La Famiglia: The Great Mafia War


La Famiglia is a little unusual. It is a game for exactly four players (like mahjong!), and it is played in teams of two. You are mafia families in Sicily, and you compete to control the most regions. You win immediately when you control 5 regions, or your team controls 6 regions. If no one achieves this after four rounds, the team controlling more regions wins. 


Every region on the map has three spaces. You need to control two out of three spaces to control a region. On the map the cubes are your gangsters. You can build drug factories which help you make money and boost your defence. You have cars which help you in offense. You have boats that give you mobility to attack more distant spaces. 

Every round consists of a planning phase and an execution phase. Two planning boards are used in the planning phase. There are player discs and neutral discs on one board, and on your turn you must move one to the other board. The space you move it to determines the action you get to perform, for example earning money, recruiting gangsters, deploying gangsters, buying cars and placing order tiles. Depending on whose disc you move and the space you move it to, there may be costs involved. This mechanism is actually worker placement but a little more elaborate. 

In the execution phase you reveal order tiles that have been placed on the map during the planning phase, and you execute them.

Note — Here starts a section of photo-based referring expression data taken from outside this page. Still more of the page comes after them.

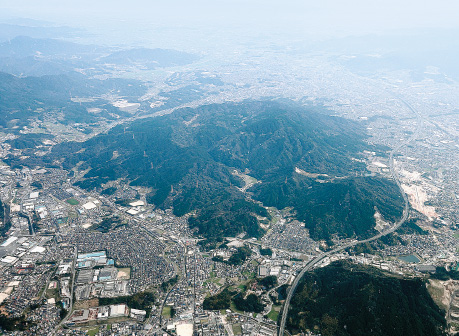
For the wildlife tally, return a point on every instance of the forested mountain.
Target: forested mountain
(347, 299)
(189, 158)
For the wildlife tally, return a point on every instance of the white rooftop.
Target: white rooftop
(137, 203)
(34, 194)
(38, 249)
(89, 206)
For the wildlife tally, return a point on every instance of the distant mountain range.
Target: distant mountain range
(302, 157)
(22, 98)
(27, 56)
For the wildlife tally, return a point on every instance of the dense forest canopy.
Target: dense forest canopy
(347, 299)
(189, 158)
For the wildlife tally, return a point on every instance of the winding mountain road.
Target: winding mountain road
(402, 220)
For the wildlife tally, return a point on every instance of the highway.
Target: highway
(402, 220)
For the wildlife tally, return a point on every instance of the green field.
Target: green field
(166, 312)
(93, 332)
(72, 201)
(273, 315)
(237, 329)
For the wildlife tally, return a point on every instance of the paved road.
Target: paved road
(402, 220)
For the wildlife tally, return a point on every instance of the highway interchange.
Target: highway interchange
(402, 220)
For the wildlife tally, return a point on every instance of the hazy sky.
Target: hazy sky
(300, 18)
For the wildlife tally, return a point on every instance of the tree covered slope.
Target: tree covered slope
(189, 158)
(347, 299)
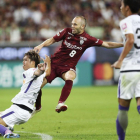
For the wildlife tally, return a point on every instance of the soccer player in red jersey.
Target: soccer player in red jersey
(74, 42)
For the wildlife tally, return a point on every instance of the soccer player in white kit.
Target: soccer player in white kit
(23, 103)
(129, 64)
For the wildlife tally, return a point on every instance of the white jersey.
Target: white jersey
(29, 90)
(131, 25)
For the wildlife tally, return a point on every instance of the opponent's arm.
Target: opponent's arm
(128, 46)
(46, 66)
(47, 63)
(47, 42)
(110, 45)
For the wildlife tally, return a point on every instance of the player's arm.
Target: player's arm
(127, 47)
(47, 42)
(44, 67)
(110, 45)
(47, 63)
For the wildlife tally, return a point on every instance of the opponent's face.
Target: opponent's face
(27, 63)
(123, 8)
(77, 27)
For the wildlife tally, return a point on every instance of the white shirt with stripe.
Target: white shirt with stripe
(29, 90)
(131, 25)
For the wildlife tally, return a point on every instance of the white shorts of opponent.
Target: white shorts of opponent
(15, 115)
(129, 85)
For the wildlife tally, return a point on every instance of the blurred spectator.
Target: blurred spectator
(37, 20)
(15, 33)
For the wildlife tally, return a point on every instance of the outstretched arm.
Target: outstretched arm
(128, 46)
(46, 66)
(47, 42)
(110, 45)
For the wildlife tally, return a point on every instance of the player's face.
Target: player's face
(27, 63)
(123, 10)
(76, 26)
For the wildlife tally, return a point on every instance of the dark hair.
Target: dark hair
(33, 56)
(133, 4)
(83, 19)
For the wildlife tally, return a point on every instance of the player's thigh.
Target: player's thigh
(69, 75)
(15, 115)
(137, 89)
(124, 103)
(126, 85)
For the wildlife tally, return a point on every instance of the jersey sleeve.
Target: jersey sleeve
(60, 35)
(92, 41)
(126, 27)
(29, 73)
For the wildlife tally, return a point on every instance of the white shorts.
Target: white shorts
(129, 85)
(15, 115)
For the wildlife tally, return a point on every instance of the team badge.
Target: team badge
(82, 40)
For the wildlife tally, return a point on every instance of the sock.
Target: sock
(122, 122)
(138, 108)
(66, 91)
(4, 130)
(38, 100)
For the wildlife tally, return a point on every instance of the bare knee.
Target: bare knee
(70, 75)
(2, 122)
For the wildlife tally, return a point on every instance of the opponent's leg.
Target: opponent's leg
(122, 118)
(38, 100)
(138, 104)
(69, 76)
(5, 132)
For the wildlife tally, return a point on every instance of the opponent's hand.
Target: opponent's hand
(41, 66)
(117, 65)
(46, 60)
(37, 49)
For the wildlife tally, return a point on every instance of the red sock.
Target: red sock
(38, 100)
(66, 91)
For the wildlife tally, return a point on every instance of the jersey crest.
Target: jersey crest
(82, 39)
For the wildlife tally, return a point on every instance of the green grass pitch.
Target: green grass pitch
(91, 115)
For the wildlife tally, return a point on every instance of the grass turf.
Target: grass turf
(91, 115)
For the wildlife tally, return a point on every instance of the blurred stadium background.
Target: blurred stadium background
(92, 109)
(26, 23)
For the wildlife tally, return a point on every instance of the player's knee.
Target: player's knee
(123, 108)
(70, 76)
(138, 108)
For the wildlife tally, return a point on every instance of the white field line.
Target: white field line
(43, 136)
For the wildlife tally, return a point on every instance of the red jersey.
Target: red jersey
(72, 47)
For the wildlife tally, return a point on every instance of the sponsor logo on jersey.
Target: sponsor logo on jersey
(69, 37)
(69, 45)
(58, 34)
(82, 39)
(97, 41)
(135, 23)
(124, 26)
(70, 33)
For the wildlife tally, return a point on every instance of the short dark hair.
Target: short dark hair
(133, 4)
(83, 19)
(33, 56)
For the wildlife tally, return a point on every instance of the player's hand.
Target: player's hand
(117, 65)
(37, 49)
(46, 60)
(41, 66)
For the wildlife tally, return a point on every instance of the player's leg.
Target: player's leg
(122, 118)
(38, 100)
(137, 95)
(68, 76)
(138, 104)
(4, 130)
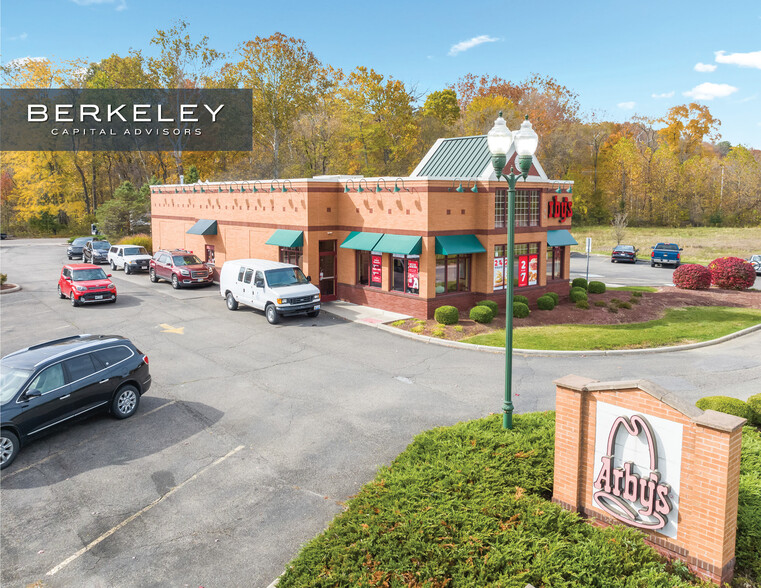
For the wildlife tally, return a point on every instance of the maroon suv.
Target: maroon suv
(181, 268)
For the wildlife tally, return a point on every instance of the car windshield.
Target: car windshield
(287, 276)
(11, 380)
(185, 260)
(135, 251)
(95, 273)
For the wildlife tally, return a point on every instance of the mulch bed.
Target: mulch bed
(649, 306)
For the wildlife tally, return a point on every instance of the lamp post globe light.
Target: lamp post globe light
(499, 140)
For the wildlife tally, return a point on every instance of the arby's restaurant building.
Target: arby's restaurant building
(408, 245)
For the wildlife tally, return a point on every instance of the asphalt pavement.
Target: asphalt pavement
(252, 436)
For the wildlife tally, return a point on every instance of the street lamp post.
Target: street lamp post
(500, 139)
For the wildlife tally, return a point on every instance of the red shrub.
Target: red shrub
(732, 273)
(692, 276)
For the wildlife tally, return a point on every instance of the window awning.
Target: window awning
(362, 241)
(560, 238)
(458, 245)
(286, 238)
(203, 227)
(399, 244)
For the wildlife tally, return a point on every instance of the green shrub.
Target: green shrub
(141, 240)
(545, 303)
(520, 310)
(490, 304)
(446, 315)
(578, 294)
(481, 314)
(726, 404)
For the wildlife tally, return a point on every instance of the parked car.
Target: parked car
(276, 288)
(96, 251)
(666, 253)
(76, 246)
(50, 384)
(755, 261)
(84, 283)
(624, 253)
(130, 258)
(181, 268)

This is when attacks take place. Not all order tiles are for attacking. Some are for defending. Fighting involves no dice. Being the attacker you can choose to use a brute force approach to resolve the attack, which is deterministic. However if you want to achieve better results, e.g. losing fewer people in the process, you can take a gamble and play a little mind game. This involves players playing cards face down and then they choose how to apply the opponent's card - to the opponent or to themselves. The end result might be better, or it can also be worse than using brute force.


Every player has a player board. One of the things you can do is to remove discs from your player board. This upgrades your abilities, for example making your car bombs more destructive. When you improve beyond certain thresholds, you unlock new order tiles that are better than the basic ones you start with. Notice that the families in the games are a little different. They have different advanced order tiles. 

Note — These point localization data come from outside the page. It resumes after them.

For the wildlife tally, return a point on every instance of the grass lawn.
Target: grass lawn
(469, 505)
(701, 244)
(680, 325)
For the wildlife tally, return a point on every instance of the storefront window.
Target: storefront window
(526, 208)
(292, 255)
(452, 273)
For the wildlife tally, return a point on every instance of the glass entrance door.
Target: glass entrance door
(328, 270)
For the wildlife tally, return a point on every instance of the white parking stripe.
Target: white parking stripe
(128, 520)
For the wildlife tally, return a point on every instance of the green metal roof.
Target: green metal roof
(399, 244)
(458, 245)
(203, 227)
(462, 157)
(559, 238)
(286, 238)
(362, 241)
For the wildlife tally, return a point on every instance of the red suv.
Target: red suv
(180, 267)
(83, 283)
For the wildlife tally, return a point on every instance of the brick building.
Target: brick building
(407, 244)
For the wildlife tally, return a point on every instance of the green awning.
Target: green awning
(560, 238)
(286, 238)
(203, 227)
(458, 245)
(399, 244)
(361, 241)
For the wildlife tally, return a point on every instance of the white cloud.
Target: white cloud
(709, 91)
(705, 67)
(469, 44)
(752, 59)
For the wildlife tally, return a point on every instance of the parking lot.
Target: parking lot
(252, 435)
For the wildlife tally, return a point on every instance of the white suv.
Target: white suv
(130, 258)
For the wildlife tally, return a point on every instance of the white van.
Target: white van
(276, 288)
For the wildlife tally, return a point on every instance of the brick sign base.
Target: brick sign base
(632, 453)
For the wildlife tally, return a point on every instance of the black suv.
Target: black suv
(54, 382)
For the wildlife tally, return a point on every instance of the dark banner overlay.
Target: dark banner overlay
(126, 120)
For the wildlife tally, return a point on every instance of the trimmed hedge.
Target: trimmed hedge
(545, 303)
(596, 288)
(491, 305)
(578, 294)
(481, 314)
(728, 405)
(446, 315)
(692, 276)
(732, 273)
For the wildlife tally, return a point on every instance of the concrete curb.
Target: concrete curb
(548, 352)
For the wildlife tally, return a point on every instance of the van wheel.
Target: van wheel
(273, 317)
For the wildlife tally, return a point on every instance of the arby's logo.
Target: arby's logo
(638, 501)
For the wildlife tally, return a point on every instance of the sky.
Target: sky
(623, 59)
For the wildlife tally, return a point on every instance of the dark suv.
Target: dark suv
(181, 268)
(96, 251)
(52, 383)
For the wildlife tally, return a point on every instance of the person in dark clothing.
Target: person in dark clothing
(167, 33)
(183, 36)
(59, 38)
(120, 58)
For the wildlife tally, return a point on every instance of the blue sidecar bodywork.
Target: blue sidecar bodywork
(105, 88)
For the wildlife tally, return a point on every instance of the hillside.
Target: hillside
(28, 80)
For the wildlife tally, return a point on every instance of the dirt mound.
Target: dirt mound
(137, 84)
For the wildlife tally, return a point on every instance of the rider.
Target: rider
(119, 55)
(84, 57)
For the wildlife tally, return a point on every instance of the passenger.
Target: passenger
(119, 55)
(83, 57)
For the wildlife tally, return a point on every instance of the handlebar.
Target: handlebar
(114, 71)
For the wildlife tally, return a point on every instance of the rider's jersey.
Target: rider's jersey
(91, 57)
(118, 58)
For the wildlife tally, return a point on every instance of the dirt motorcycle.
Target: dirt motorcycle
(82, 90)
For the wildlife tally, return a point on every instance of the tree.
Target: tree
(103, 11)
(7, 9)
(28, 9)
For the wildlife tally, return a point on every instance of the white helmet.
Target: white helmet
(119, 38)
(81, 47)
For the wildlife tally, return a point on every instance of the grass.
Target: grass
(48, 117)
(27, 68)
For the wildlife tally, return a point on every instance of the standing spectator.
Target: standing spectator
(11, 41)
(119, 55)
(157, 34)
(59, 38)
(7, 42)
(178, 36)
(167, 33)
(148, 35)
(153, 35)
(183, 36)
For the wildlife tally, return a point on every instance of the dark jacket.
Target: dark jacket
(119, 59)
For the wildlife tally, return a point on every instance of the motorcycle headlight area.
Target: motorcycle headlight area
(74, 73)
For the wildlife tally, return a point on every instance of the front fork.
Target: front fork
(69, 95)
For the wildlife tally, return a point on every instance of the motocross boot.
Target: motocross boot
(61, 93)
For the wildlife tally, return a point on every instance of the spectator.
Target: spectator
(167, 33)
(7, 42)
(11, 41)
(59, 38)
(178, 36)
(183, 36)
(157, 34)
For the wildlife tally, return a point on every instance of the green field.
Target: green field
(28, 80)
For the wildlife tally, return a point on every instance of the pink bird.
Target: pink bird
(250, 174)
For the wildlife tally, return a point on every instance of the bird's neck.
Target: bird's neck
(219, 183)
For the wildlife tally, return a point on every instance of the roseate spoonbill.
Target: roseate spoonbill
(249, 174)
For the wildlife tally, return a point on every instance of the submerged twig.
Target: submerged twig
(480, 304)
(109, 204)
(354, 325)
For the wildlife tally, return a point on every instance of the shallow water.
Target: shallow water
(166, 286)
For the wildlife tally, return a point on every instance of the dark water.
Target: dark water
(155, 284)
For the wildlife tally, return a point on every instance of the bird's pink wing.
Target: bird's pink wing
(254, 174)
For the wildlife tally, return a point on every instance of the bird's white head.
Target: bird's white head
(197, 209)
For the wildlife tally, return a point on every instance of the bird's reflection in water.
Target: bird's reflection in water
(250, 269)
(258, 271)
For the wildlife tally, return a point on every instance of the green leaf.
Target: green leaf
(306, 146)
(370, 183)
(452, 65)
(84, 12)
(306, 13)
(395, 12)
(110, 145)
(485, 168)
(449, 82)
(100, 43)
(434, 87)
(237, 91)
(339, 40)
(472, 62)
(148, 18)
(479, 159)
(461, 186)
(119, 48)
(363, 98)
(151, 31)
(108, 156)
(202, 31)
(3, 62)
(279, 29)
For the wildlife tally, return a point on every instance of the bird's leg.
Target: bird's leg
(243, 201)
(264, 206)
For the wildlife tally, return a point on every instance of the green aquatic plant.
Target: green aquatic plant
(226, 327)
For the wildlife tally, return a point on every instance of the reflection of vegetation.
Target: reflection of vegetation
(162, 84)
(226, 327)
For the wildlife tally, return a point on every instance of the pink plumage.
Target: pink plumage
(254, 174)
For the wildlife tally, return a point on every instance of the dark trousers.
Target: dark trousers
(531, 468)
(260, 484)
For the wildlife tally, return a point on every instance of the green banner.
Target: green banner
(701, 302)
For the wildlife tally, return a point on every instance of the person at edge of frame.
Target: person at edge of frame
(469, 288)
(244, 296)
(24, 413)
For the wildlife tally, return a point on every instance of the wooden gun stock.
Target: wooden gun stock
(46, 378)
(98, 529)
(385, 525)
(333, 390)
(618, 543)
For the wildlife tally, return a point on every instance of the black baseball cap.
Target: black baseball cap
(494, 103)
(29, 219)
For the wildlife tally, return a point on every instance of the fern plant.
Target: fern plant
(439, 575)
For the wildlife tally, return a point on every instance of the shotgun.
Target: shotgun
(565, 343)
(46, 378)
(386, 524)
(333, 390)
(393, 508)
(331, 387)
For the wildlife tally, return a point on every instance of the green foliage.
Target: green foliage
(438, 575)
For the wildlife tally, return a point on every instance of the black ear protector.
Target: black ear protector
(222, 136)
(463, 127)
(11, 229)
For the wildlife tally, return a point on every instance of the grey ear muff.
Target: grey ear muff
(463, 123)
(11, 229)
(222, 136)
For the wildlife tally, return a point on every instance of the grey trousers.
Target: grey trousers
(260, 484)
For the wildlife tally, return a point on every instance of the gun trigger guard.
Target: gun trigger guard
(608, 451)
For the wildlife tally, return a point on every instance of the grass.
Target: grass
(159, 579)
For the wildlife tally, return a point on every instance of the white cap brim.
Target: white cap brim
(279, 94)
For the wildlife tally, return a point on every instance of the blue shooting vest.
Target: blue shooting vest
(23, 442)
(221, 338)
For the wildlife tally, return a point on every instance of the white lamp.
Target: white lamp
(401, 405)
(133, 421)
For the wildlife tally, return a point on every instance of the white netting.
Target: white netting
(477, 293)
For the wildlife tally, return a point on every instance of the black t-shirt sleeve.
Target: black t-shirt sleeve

When you control regions, you enjoy special bonuses, for example, allowing you to recruit more gangsters. You can choose these bonuses but you need to coordinate this with your partner because you can’t both take the same one. These region bonuses allow you to customise your play.

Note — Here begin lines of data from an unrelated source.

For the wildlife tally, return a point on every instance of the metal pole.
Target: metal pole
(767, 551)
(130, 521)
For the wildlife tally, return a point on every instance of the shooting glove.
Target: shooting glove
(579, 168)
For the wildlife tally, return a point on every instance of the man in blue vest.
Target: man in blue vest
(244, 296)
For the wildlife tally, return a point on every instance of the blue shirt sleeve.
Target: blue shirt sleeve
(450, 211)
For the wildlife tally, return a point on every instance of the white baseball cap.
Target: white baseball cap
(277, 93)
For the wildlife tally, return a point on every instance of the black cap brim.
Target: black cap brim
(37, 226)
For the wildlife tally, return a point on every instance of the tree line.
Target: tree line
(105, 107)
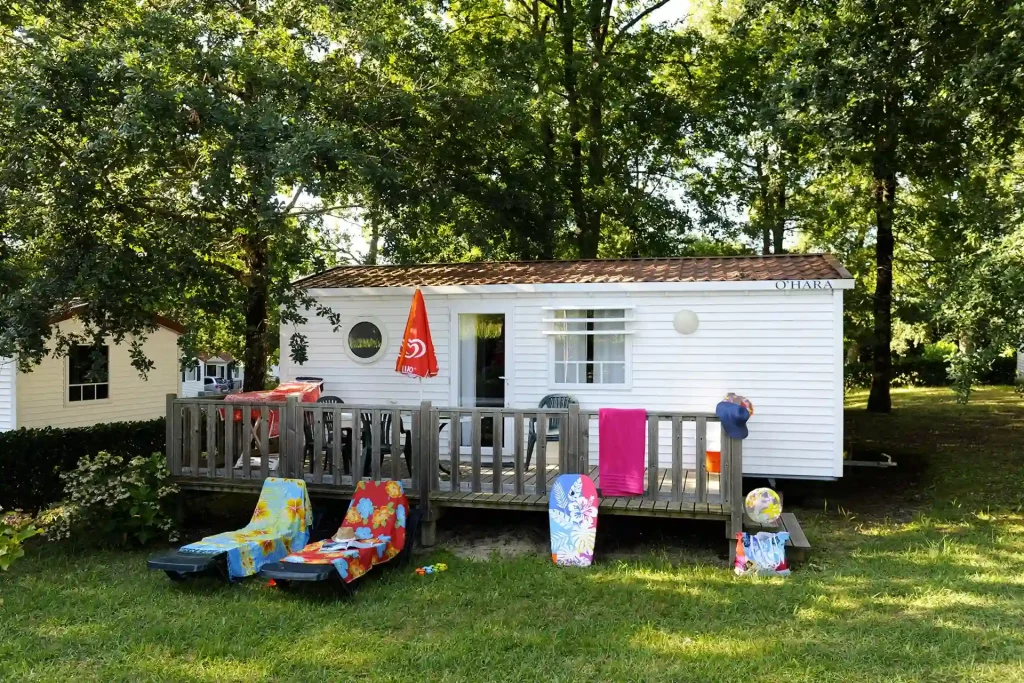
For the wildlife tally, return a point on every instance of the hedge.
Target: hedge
(32, 460)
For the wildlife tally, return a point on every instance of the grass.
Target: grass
(916, 574)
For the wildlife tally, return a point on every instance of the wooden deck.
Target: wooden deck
(244, 452)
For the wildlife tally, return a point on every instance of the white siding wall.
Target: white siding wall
(42, 392)
(6, 394)
(782, 349)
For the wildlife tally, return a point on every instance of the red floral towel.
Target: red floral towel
(377, 515)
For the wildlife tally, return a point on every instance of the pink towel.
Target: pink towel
(623, 434)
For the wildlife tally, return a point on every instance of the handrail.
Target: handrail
(324, 443)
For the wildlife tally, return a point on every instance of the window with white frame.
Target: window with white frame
(589, 345)
(88, 373)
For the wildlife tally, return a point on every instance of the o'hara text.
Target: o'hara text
(803, 285)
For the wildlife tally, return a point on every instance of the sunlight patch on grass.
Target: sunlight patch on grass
(666, 643)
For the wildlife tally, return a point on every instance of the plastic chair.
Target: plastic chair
(552, 401)
(387, 447)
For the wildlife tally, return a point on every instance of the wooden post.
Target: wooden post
(195, 439)
(377, 424)
(700, 465)
(228, 441)
(434, 434)
(736, 472)
(264, 442)
(724, 484)
(172, 441)
(428, 535)
(572, 440)
(497, 457)
(583, 466)
(653, 480)
(247, 438)
(518, 474)
(652, 450)
(293, 453)
(677, 459)
(396, 449)
(318, 444)
(455, 438)
(541, 462)
(211, 440)
(474, 484)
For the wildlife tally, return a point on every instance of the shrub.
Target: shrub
(111, 500)
(32, 460)
(15, 528)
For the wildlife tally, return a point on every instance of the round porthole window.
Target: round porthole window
(366, 341)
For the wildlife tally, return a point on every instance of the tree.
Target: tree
(872, 76)
(155, 157)
(555, 138)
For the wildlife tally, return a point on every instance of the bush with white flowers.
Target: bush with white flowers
(15, 528)
(114, 500)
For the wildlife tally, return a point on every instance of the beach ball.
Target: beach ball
(763, 506)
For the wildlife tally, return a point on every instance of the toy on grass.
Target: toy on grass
(763, 506)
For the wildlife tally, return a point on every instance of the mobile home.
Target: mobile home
(663, 333)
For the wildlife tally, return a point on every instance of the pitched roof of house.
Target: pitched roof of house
(674, 269)
(75, 309)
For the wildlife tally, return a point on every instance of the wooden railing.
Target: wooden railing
(444, 451)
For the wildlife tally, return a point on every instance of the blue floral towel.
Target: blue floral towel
(280, 523)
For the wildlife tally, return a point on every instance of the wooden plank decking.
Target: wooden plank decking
(309, 440)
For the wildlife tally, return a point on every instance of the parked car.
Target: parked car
(216, 385)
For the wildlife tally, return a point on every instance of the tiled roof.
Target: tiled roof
(676, 269)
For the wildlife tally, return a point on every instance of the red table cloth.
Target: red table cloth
(307, 392)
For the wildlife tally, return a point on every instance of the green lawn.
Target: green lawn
(916, 574)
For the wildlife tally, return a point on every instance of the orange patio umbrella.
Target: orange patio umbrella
(417, 357)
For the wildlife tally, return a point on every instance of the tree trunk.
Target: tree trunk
(885, 204)
(375, 238)
(759, 214)
(549, 210)
(599, 18)
(549, 203)
(570, 78)
(257, 299)
(778, 217)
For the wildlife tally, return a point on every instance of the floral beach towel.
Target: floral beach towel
(281, 522)
(762, 553)
(572, 516)
(378, 516)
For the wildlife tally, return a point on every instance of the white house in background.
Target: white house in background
(770, 328)
(201, 378)
(80, 390)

This is generally a dudes on a map game, an area control game. You have to manage two important resources - money and gangsters. You attack, you defend. You do your best to control regions. There are neutral pieces on the map. In our game, I didn’t attack them much, because the other team was the bigger threat to me. In hindsight I should not have taken such a simplistic approach. After all, the goal is region control, not killing enemies. This is almost a perfect information game. The main uncertainties are the order tiles which are placed face-down, and the little mind game you can choose to play when you attack. There is much strategising and planning you can do. The game is confrontational. It is also calculative due to how deterministic most of the game is. The art is colourful, but make no mistake. This is a pretty serious game. 

I first saw the game at Essen 2024, and it's pretty!